Cloning of the tag7 Gene--
A fragment of the tag7
cDNA was isolated by differential display technique essentially as
described by Liang and Pardee (15). T12AC oligonucleotide
was used as the anchoring primer, and AATCGGGCTG was used as the
arbitrary primer. A fragment of 390 bp was used as a probe for Northern
blot hybridization and cDNA library screening (16). cDNA
library was prepared on poly(A)+ RNA isolated from VMR-L
tumors using ZAP-cDNA Gigapack Cloning kit (Stratagene) according
to the manufacturer's recommendation. Positive clones were purified,
and the inserts were excised as pBluescript clones using helper phage
as described by the manufacturer. Few clones were sequenced using
Sequenase Version 2.0 sequencing kit (Amersham Pharmacia Biotech) and
synthetic oligonucleotide primers (Applied Biosystems 391 DNA
synthesizer). Genomic library was constructed in the FIX II vector
(Stratagene) and screened according to a standard procedure (16). The
inserts were subcloned in pGEM7Z vector and partially sequenced as
described above.
RNA Hybridization-- Total RNA from tumors and cell lines was isolated by guanidine thiocyanate procedure, resolved on a 1.2% agarose-formaldehyde gel, and blotted onto Hybond-N as recommended by the manufacturer (Amersham Pharmacia Biotech). The EcoRI/XhoI fragment from the longest cDNA clone was labeled by random priming and used as a probe. To equalize an amount of RNA loaded on each lane, hybridization with glyceraldehyde-3-phosphate dehydrogenase DNA probe was performed. In situ hybridization was performed as described previously (17).

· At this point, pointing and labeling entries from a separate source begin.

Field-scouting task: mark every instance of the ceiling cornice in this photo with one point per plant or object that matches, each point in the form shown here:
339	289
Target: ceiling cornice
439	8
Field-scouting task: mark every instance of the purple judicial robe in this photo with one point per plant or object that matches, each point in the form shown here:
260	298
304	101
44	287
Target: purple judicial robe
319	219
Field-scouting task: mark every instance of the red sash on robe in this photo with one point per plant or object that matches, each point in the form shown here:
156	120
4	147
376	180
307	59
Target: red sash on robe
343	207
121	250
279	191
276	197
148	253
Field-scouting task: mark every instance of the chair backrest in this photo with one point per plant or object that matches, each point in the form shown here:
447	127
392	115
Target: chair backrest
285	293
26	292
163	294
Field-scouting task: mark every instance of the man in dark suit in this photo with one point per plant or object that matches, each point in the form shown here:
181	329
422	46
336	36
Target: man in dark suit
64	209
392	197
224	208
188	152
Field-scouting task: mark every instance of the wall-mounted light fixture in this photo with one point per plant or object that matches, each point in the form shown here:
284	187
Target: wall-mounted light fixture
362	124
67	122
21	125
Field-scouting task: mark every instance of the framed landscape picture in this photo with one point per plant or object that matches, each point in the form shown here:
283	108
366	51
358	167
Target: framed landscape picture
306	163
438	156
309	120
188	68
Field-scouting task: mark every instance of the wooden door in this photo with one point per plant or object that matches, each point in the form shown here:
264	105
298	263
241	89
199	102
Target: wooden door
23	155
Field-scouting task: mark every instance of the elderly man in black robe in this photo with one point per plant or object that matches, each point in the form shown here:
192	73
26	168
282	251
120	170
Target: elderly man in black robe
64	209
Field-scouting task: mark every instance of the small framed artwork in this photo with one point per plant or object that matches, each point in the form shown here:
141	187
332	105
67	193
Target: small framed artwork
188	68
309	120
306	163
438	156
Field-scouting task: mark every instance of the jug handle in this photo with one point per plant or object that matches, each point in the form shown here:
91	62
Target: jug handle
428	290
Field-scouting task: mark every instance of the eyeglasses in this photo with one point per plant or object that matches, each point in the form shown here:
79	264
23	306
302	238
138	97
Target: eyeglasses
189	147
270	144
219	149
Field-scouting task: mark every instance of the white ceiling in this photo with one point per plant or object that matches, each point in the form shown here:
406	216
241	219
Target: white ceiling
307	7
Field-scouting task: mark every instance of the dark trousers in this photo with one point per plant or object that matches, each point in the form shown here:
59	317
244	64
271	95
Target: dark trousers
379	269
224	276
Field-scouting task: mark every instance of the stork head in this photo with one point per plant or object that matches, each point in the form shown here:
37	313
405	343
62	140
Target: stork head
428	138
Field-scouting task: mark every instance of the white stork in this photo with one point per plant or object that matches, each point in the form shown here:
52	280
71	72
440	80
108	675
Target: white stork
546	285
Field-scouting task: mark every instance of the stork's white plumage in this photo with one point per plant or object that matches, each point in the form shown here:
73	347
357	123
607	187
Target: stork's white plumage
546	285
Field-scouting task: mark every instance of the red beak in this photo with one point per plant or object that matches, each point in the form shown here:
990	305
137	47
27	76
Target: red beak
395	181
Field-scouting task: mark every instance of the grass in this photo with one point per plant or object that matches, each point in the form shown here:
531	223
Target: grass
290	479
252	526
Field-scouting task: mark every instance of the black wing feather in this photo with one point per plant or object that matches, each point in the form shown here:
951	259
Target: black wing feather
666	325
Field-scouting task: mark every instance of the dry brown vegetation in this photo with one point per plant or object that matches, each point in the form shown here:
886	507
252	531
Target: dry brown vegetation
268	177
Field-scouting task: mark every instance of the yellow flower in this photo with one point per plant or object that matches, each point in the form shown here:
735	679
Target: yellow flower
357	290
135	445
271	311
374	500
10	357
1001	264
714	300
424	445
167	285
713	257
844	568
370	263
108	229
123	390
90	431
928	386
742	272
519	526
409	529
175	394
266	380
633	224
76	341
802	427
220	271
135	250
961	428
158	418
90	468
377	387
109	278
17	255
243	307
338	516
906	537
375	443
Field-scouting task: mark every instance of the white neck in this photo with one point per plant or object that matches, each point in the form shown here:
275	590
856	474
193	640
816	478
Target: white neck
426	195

DNAs-- Oligonucleotides were synthesized corresponding to the 5' and 3' ends of the coding regions of the mouse tag7 gene, with BamHI and HindIII restriction sites appended to the ends of oligonucleotides. The coding region of the gene was amplified by standard polymerase chain reaction techniques, cut with BamHI and HindIII, and inserted in frame in the BamHI and HindIII sites of the pQE30 expression vector (Qiagen). For eucaryotic expression, full-sized tag7 cDNA was subcloned in NheI-XhoI sites of pBK-CMV (Stratagene) and EcoRI-BamHI sites of pM5Gneo vectors.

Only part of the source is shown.